Wednesday 3 March 2020 at 11am online.  

The recording of the seminar is here.

Members of chambers will discuss the new legal framework and transitional provisions, the effect and limitations of The Hague Convention, the latest changes to the CPR to permit service out and the potential use of anti-suit and anti-enforcement injunctions. 

Chaired by Sir Richard Aikens

Speakers:

  • Daniel Jowell QC
  • Stephen Midwinter QC
  • Charlotte Thomas
  • Jacob Rabinowitz

Owing to technical difficulties at the end of the seminar it wasn't possible to have a question and answer session.  Accordingly, here are answers to four questions that were received:

Question: 

(1) I think the Commission has to respond [on Lugano] by the end of March.   It does not look like being positive.   The EFTA countries have said yes. [Is that your understanding]?  

Response:

(1) As we understand the position on Lugano, the EFTA countries and Switzerland have indicated that they would be willing for the UK to join and the Commission is expected to respond on behalf of the EU by the end of March. 

Question: 

(2) What is to stop an English barrister giving advice on Brussels Recast here in London?  Although he/she cannot argue the point in Luxembourg? 

Response:

(2) You should follow the advice of the professional bodies (Bar Council and Law Society) on this issue – and the position is still being clarified.  As we understand the position, however, there is nothing in the TCA at least that stops an English barrister providing EU law advice in the UK to a UK client. However, if the client is based in another EU Member State then there is a possibility that the services could be treated as rendered in that other Member State. If the UK barrister is qualified in another EU Member State (e.g. Ireland) then the barrister can provide advice on EU law at least in the other EU Member State in which they are qualified (e.g. in or to Ireland).  Whether a UK barrister qualified also in another Member State (e.g. Ireland) can provide EU law advice in another Member States where they are not qualified (e.g. France) is currently unclear and may vary by Member State (although they likely can do so if the barrister is a citizen of an EEA Member State). 

Question: 

(3) Do you think that the English courts will be busier than ever now?   

Response:

(3) At least in the short and even medium term, yes. For one thing, we will be busy arguing about the new rules! In the longer term, it is possible that the application of common law rules (including the potential broader availability of antisuit relief and procedural orders to support enforcement) and other factors might actually make this jurisdiction a more attractive venue for litigation. For example, it is also possible that England will come to be seen as a more attractive ‘neutral’ venue for contract disputes between EU and non-EU parties. That may, or may not, be counterbalanced by the greater difficulties with enforceability (discussed below).

Question: 

(4) why is enforcement of English judgments in EU states so important – as some seem to think that it is?   For commerce I would have thought that it is likely that there will be assets in the UK,  specifically in London,  so will that really be an issue?

Response:

(4) In principle, it is desirable for the purposes of attracting legal business to this jurisdiction that our judgments should be as enforceable overseas as easily and widely as possible.  It may be that even the perception of a less portable judgment may be a deterrent in some cases. For that reason, there is a strong business case for the Government exploring ways to improve mutual judgment recognition as between the UK and the EU/EEA, whether that be via Lugano or other multilateral arrangements(perhaps even the new Hague Convention on Recognition and Enforcement of Judgments, in the fullness of time).  

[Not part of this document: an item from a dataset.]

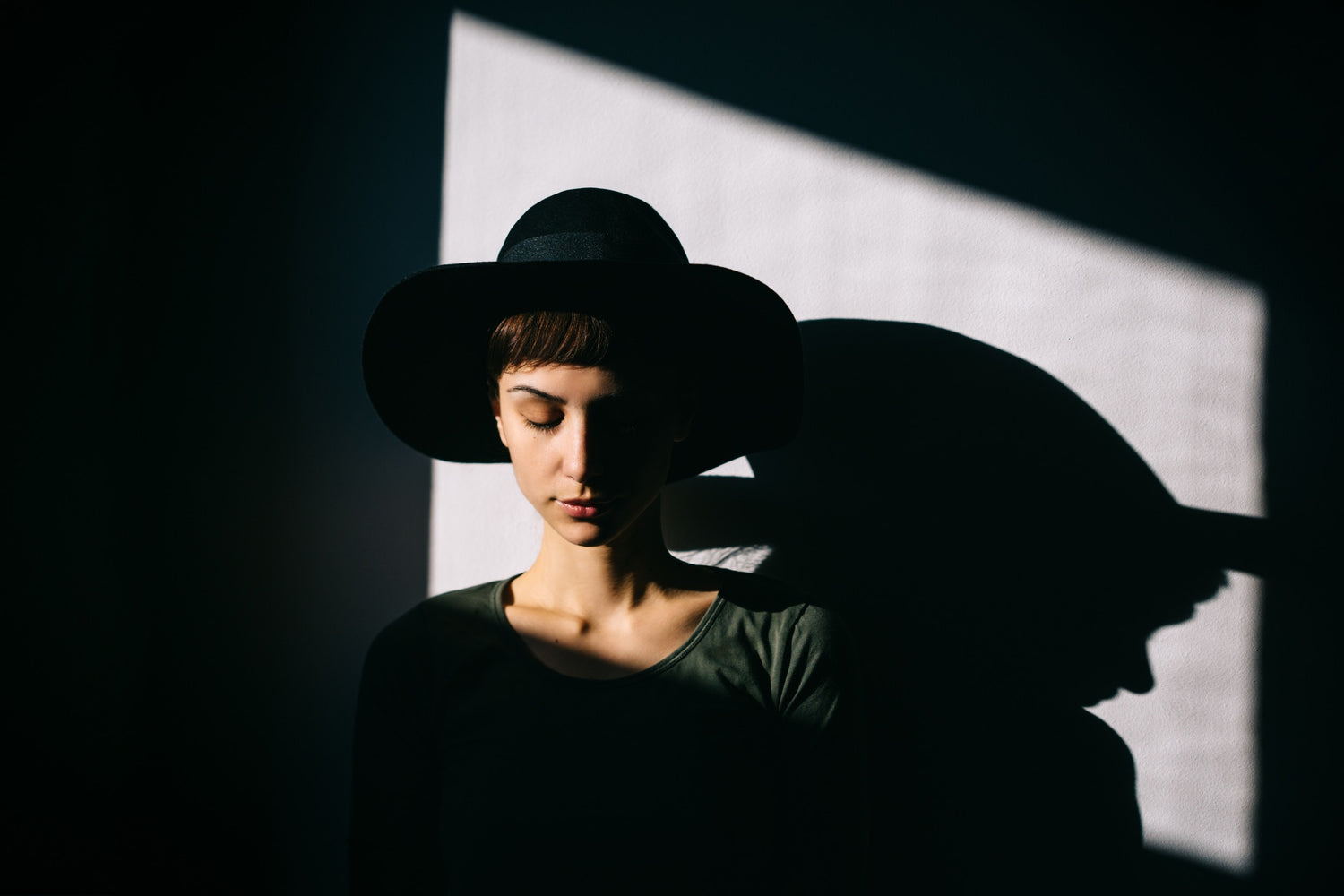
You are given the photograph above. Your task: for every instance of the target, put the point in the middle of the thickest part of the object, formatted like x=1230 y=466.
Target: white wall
x=1168 y=352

Absent Lugano or an equivalent multilateral arrangement, there are, of course, still other possibilities of enforcement of UK judgments in the EU/EEA.  In particular:

(i) Pursuant to the Hague Choice of Court Convention (where it applies);

(ii) Pursuant to certain old bilateral treaties and agreements that may revive, albeit they will assist only in respect of money judgments. These include treaties with:

  • Under the Foreign Judgments (Reciprocal Enforcement) Act 1933: Austria, Belgium, France, Germany, Italy, the Netherlands and Norway – Norway confirmed on 13 October 2020 it would revive the old treaty (with amendments; see Command Paper 314); and
  • Under the Administration of Justice Act 1920: Cyprus.

(iii) Pursuant to the private international law rules of enforcement in each Member State (albeit that these may well be less certain or slower than enforcement pursuant to the Lugano or Brussels regimes).

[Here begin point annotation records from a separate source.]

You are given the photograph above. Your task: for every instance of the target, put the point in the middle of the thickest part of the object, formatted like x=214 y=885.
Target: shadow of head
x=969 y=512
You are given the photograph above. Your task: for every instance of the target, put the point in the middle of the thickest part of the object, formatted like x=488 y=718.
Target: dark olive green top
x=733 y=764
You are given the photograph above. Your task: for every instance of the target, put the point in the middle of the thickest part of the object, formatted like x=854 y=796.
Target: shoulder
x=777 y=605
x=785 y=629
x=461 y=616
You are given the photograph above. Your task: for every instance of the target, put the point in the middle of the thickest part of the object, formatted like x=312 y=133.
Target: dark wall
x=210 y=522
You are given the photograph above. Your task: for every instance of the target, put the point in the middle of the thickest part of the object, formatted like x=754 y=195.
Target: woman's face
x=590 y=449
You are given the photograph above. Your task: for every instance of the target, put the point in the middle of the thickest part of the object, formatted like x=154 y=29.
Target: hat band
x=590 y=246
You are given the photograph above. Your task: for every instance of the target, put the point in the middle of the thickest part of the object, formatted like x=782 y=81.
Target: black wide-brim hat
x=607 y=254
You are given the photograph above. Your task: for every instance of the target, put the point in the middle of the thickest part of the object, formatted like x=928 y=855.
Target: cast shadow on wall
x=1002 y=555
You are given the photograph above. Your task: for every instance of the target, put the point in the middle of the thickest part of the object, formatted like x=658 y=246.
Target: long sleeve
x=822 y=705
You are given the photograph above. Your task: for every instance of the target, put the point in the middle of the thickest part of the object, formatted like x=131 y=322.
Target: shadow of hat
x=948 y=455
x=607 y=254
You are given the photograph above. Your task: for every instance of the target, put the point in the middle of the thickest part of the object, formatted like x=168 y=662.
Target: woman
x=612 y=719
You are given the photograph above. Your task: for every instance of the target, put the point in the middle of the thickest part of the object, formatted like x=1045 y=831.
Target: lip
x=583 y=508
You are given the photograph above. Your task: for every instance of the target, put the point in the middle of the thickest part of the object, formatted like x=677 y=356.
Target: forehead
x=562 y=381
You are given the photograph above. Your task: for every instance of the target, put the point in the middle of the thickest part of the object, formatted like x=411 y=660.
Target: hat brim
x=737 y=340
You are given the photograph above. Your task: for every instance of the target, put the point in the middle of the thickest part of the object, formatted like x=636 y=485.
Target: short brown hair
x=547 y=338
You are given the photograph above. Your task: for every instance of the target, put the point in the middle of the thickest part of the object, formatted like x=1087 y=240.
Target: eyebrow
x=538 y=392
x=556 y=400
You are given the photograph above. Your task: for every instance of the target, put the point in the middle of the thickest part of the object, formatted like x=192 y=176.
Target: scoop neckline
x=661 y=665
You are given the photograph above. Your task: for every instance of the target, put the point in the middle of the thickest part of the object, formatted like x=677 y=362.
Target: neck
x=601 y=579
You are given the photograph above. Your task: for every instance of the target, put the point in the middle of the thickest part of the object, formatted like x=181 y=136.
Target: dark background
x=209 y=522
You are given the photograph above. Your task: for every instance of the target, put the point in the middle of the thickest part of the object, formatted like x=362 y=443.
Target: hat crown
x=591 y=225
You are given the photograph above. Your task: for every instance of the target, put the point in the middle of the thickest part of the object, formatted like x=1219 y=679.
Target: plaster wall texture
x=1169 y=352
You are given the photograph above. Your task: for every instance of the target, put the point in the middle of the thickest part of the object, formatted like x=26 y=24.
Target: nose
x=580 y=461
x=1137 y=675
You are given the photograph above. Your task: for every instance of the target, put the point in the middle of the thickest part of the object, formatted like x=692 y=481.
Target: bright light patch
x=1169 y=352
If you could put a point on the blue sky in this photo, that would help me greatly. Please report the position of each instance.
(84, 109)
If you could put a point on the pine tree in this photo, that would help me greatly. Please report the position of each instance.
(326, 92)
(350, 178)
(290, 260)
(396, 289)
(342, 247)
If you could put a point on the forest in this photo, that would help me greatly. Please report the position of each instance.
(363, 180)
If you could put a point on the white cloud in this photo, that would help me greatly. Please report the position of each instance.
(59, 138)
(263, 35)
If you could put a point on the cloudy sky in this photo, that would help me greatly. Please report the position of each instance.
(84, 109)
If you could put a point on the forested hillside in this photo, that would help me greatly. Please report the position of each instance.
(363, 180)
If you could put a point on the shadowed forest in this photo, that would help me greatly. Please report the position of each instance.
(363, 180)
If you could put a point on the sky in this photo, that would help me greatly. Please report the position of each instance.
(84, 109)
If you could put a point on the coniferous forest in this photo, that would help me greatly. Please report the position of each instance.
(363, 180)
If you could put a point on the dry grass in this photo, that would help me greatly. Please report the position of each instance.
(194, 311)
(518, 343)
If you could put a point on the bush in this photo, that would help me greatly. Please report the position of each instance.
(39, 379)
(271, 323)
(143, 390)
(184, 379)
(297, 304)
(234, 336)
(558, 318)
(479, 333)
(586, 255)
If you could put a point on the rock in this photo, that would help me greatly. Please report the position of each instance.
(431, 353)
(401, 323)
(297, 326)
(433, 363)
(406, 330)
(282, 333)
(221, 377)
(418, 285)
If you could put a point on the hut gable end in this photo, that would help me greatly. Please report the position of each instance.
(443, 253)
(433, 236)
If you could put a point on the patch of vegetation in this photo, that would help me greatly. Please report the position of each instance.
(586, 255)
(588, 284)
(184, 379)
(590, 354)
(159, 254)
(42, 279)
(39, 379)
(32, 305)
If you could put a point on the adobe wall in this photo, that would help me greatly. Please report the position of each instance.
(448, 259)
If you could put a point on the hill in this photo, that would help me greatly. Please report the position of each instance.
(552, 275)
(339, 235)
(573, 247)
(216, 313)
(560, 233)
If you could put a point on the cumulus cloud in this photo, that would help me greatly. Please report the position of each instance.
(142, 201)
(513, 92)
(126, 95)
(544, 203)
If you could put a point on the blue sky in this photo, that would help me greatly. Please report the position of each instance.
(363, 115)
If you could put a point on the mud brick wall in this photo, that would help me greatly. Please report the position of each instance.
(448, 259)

Whether potential difficulties in enforcement in the EU/EEA will actually deter large numbers of clients from litigating here is hard to say.  As a physicist once said: prediction is a difficult business, particularly when it involves the future!  Of course, the EEA is a very large economic zone and there may be specific parties with considerable assets located there against which the party bringing proceedings may wish to enforce.  However, it is likely also to be the case that many such defendants will also have assets in the UK and specifically London (or would be no less able or inclined to remove assets to thwart enforcement regardless of the European jurisdiction the assets are currently located in).  Moreover, there are many other very powerful countervailing reasons to bring proceedings in England, and English courts are able to promote the enforceability of English judgments through the making of procedural orders to support enforcement.  We will have to wait and see.